Your next layer of oversite is accreditation. Although this step is supposed to be voluntary, operating a school without accreditation is virtually impossible. Accreditation of an institution can take between two and seven years to obtain depending on the agency. The cost of complying with the standards makes the average school executive wince. Everything from equipment, faculty credentials, facility, administrative capability, finances, and student satisfaction, etc. are mandated by your competitor who sits on the accrediting commissions. While most are fair and desire to protect students from you, others can be arbitrary and capricious.

After an institution obtains institutional accreditation, it may seek programmatic accreditation especially if the school wants to serve the most needed occupations in a community, like nursing. The institution must start another self-study, prepare for a rigorous examination like the institutional accreditors and then follow all the policies and guidelines set forth by these specific occupational trade associations which in many cases want to limit the supply of professionals to maintain high salaries for their members.

Finally, the edupreneur must fight the hurdles placed in front of their institutions by the myriad of Federal regulators.

Each agency has its inspector general, volumes of rules and regulations, audit guides and not so obscure threats of legal or criminal prosecution behind every application for approval.
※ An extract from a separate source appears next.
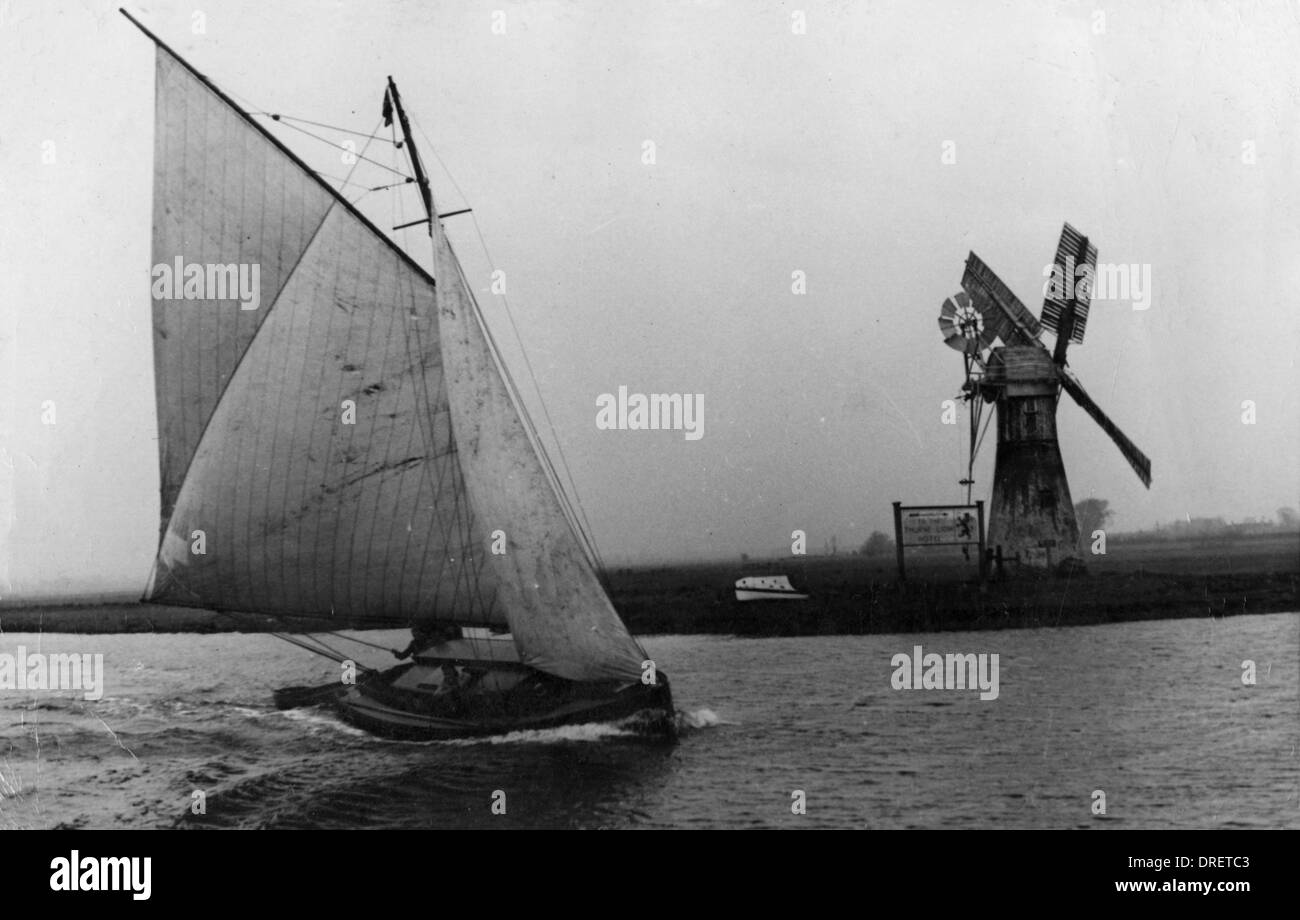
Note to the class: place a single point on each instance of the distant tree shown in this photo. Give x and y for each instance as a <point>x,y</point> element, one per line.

A mature school will have oversite by all the following agencies:

  1. The U.S. Department of Education
    • Financial Aid
    • Equal Opportunity
    • Other activities
  2. The U.S. Department of Labor – WIOA
  3. The U.S. Department of Veteran Affairs
  4. The Federal Trade Commission
  5. The Fair Labor Practices Commission
  6. The U.S. Justice Department
  7. The U.S. Immigration Service (SEVIS)
  8. The Consumer Protection Board
  9. The Department of Defense

Each of the agencies has its own enforcement arm to ensure a school follows all the rules and regulations they promulgate no matter how arbitrary and capricious they are.

It is so hard to understand how our country went from the free and the brave to the shackled and afraid. No wonder our students have so much debt because of the enormous cost of compliance. I feel sad for the career education leaders of today because they cannot enjoy the fruits of the labor of changing young people’s lives in the shadow of the sword of the government.